In a controversial ruling, Turkey's Supreme Court stated a stonewielding protester executed his right of freedom of expression and overturned a sentence by a lower court.
The 9th Criminal Chamber of the Supreme Court assessed an appeal to the sentence for N.K. - identified only by his initials - who was charged for participation at a rally while wielding a stone, apparently with intent to throw it at security forces according to a report in the Milliyet daily. In its verdict, the Supreme Court said the suspect was simply executing his right to express his opinion in the violent protest and asked the lower court to postpone the sentence.
The suspect was detained in 2011, at a rally in the southeastern Turkish province of Diyarbakır in protest of then-Prime Minister Recep Tayyip Erdoğan. Demonstrators had hurled stones at riot police attempting to disperse their unauthorized rally.
Authorities filed a lawsuit against N.K. on charges of violating the law regulating rallies and assemblies on the grounds that the rally was unauthorized. An indictment by prosecutors claimed the suspect took part in an illegal rally and joined "propaganda by the terrorist organization," referring to the PKK whose supporters organized the rally. The indictment also said N.K. was among suspects "who repeatedly threw stones on security forces." A court in Diyarbakır sentenced him to 10 months in prison initially but later reduced it to a fine of TL 5,000 ($2,246).
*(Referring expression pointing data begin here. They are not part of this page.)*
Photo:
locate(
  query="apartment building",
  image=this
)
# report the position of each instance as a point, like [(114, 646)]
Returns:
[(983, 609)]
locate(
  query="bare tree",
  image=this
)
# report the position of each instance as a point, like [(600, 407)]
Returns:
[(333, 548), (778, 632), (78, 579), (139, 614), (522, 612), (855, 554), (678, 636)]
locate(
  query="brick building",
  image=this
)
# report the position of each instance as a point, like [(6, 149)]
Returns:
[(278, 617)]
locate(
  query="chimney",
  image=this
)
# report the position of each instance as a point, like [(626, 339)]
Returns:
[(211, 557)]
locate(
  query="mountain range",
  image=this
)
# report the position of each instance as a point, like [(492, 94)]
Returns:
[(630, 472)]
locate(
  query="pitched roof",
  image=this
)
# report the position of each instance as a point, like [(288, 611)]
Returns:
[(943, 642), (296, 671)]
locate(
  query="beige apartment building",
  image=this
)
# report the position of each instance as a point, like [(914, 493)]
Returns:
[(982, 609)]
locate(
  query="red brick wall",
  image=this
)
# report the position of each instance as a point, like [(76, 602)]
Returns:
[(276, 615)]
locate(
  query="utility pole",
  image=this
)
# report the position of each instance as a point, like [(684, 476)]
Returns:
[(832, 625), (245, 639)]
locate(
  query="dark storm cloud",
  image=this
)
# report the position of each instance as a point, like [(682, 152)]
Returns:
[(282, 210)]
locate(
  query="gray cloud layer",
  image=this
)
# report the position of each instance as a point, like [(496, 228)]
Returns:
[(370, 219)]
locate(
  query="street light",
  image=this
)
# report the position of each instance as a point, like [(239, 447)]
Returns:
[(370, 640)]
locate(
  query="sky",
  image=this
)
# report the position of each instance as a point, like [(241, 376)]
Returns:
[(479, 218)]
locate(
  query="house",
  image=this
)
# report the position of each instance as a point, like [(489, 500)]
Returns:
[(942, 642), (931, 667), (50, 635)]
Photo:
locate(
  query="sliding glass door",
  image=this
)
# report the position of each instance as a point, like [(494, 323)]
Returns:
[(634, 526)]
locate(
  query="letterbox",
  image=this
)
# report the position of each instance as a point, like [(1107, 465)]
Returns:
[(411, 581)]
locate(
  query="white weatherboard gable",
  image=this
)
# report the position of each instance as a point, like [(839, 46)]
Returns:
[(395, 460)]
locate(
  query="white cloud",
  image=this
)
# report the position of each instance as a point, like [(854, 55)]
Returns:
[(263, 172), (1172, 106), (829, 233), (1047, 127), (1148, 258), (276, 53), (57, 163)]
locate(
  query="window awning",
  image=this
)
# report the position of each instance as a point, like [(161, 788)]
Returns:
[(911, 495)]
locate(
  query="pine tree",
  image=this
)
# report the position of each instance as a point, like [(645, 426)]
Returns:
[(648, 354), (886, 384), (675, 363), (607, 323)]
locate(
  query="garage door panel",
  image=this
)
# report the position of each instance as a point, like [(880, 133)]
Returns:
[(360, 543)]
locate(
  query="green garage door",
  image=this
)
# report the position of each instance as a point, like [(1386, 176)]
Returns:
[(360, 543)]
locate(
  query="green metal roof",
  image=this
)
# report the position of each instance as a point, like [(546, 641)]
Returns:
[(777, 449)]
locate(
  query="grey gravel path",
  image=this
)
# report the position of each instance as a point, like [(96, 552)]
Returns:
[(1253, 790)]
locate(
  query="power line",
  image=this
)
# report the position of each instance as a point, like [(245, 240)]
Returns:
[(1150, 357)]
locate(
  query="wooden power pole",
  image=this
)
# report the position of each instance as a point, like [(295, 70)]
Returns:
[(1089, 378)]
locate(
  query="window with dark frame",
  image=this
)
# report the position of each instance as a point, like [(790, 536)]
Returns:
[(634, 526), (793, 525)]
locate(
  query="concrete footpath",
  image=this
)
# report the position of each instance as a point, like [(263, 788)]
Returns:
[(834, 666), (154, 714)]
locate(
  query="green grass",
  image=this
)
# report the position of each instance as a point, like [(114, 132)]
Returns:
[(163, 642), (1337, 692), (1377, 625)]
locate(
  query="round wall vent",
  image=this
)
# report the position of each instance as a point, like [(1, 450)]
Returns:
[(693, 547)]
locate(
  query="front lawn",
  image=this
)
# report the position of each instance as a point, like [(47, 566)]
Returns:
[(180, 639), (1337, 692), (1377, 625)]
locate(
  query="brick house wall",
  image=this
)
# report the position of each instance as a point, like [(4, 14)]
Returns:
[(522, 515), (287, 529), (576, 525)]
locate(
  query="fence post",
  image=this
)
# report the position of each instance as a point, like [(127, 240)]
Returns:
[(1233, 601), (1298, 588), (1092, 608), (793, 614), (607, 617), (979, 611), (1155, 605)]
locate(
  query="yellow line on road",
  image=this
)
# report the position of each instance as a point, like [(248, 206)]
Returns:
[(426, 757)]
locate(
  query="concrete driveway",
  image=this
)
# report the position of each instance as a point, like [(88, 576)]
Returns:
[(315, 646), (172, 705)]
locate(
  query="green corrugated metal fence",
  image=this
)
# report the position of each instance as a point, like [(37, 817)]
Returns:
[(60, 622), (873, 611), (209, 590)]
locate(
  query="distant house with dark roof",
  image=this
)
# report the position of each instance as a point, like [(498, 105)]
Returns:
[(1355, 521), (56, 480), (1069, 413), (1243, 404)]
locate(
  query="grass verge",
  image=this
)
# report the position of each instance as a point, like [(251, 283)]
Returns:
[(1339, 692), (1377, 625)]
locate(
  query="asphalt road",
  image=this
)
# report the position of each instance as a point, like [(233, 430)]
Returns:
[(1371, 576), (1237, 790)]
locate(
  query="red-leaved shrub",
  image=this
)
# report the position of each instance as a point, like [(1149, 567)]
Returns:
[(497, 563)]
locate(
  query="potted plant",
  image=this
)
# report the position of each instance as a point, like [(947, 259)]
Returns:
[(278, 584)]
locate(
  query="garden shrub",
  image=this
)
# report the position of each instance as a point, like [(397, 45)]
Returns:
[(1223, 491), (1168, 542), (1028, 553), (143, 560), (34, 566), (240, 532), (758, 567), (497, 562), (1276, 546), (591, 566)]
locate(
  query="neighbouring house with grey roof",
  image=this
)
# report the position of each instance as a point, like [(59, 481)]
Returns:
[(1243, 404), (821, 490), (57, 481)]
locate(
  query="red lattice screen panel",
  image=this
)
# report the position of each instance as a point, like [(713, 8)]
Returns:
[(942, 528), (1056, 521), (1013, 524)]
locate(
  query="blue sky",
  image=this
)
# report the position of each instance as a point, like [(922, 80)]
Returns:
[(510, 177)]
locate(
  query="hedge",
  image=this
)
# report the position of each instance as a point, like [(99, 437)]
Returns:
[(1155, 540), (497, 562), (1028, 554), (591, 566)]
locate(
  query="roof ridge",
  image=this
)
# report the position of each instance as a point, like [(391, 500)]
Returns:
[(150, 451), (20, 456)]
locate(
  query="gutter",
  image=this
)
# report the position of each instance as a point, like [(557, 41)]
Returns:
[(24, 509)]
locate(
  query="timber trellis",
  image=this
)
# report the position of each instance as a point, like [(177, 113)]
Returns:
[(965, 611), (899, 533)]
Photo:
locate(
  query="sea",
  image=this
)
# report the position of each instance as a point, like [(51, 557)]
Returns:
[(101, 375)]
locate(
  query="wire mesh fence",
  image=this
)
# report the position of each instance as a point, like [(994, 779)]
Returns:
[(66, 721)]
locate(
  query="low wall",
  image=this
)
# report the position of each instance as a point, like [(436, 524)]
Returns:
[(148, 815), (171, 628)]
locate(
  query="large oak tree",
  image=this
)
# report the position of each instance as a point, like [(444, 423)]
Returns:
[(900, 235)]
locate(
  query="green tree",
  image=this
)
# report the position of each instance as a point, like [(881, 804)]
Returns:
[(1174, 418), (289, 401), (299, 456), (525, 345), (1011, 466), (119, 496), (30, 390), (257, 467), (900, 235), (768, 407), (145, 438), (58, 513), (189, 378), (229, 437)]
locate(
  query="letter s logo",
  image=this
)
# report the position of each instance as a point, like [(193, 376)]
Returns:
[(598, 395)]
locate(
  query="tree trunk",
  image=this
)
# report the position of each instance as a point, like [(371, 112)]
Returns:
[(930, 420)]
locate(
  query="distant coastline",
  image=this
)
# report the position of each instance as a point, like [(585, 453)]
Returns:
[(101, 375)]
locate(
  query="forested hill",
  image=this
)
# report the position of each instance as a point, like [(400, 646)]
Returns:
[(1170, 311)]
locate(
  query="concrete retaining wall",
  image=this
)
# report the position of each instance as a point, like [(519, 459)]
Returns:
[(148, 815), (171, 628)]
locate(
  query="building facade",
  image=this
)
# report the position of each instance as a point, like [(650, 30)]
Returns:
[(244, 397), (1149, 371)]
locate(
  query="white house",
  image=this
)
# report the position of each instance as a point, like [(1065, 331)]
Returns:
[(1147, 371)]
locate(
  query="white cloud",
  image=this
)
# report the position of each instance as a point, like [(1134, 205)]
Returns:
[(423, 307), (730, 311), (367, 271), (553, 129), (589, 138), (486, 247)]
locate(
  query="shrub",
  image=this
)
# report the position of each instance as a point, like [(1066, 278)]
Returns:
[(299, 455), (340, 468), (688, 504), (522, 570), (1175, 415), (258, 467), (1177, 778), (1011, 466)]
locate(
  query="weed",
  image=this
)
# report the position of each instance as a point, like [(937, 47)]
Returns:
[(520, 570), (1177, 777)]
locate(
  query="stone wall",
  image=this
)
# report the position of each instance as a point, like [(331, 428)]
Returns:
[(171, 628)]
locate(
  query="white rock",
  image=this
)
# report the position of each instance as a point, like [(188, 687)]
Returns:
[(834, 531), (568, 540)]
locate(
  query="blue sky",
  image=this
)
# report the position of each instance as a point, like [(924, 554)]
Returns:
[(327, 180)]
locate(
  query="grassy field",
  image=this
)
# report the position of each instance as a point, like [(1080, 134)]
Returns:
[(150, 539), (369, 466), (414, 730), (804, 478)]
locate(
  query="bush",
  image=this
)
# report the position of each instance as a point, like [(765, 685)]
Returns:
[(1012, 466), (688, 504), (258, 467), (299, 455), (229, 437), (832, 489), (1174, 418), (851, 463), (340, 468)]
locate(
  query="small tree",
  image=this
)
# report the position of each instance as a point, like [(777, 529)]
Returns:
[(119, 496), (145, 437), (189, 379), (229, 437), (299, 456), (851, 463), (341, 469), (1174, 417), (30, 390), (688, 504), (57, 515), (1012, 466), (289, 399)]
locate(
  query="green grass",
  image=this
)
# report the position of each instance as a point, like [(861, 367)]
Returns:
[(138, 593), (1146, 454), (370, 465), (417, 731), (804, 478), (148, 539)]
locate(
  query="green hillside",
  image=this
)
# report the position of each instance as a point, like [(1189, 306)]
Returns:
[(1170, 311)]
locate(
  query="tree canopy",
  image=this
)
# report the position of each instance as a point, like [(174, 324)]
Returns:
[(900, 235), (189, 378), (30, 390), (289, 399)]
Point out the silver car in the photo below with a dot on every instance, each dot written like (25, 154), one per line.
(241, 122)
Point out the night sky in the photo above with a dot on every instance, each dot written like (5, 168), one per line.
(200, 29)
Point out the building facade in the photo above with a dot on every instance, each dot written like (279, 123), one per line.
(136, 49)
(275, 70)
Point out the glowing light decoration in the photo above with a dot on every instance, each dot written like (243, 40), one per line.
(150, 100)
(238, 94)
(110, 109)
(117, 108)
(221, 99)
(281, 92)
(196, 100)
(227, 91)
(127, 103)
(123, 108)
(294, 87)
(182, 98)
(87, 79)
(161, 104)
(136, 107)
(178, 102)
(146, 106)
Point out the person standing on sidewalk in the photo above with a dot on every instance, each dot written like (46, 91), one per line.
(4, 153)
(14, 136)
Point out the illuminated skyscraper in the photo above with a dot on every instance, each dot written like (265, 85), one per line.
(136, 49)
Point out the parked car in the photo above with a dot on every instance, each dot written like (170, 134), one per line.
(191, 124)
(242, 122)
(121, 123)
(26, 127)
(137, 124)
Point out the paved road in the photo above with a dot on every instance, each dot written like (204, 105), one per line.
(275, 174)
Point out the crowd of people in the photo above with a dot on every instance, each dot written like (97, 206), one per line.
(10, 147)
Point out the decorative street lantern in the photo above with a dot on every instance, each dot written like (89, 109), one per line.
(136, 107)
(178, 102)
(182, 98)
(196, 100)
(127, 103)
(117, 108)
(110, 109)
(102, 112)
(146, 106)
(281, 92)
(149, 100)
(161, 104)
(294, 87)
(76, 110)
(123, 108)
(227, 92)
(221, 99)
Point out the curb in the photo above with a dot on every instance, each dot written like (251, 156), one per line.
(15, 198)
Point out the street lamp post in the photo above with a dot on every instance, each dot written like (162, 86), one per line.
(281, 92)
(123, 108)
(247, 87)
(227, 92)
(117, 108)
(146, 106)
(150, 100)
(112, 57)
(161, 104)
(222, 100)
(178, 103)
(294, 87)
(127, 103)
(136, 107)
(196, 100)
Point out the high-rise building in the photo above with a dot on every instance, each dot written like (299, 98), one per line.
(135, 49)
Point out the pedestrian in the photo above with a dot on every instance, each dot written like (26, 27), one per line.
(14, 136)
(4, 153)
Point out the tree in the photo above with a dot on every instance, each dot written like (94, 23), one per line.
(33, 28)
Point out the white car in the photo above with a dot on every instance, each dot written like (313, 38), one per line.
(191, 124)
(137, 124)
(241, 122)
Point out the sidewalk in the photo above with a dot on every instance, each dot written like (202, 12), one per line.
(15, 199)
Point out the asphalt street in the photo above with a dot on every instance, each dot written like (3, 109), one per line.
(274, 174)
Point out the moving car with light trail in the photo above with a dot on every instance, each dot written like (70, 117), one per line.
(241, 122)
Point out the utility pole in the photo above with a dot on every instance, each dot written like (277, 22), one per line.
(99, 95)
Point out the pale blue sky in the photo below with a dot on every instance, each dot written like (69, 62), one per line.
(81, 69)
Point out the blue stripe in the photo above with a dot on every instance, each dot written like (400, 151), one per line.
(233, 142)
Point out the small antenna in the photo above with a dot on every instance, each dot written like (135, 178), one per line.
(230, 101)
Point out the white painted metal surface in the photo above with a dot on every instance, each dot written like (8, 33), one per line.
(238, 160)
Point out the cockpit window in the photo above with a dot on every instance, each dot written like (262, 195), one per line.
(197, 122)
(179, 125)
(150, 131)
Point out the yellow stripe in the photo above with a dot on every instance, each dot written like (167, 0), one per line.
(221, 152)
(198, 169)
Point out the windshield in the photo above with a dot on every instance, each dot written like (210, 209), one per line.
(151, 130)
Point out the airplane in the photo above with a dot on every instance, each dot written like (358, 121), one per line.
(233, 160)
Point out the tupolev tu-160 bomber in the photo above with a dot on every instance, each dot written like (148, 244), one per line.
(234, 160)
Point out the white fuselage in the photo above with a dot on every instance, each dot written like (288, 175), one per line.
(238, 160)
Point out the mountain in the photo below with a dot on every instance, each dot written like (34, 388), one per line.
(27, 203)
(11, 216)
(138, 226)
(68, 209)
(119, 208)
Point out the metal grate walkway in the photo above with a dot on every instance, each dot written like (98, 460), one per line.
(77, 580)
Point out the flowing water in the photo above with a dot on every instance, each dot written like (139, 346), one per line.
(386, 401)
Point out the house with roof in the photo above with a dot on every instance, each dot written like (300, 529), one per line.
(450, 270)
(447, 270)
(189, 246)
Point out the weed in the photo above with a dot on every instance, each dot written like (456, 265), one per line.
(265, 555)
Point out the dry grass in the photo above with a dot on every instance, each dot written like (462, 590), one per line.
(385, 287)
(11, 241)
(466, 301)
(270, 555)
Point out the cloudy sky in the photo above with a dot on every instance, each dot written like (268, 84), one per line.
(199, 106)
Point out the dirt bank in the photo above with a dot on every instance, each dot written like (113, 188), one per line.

The Supreme Court cited a legal amendment for crimes regarding freedom of expression perpetrated before Dec. 31, 2011, as the rally was in June, and said the amendment necessitated a suspension of the sentence. In its verdict, the Supreme Court said that suspect's action should be described as "a method of expressing opinion" under the current laws and his sentence suspended as it was covered by the amendment.
The local court responded by saying that although it was not evident that the suspect was throwing stones, he was caught with a stone in his hand and his action contradicted the law regulating freedom of expression. However, the local court's appeal was rejected by the Supreme Court that ruled for the suspension.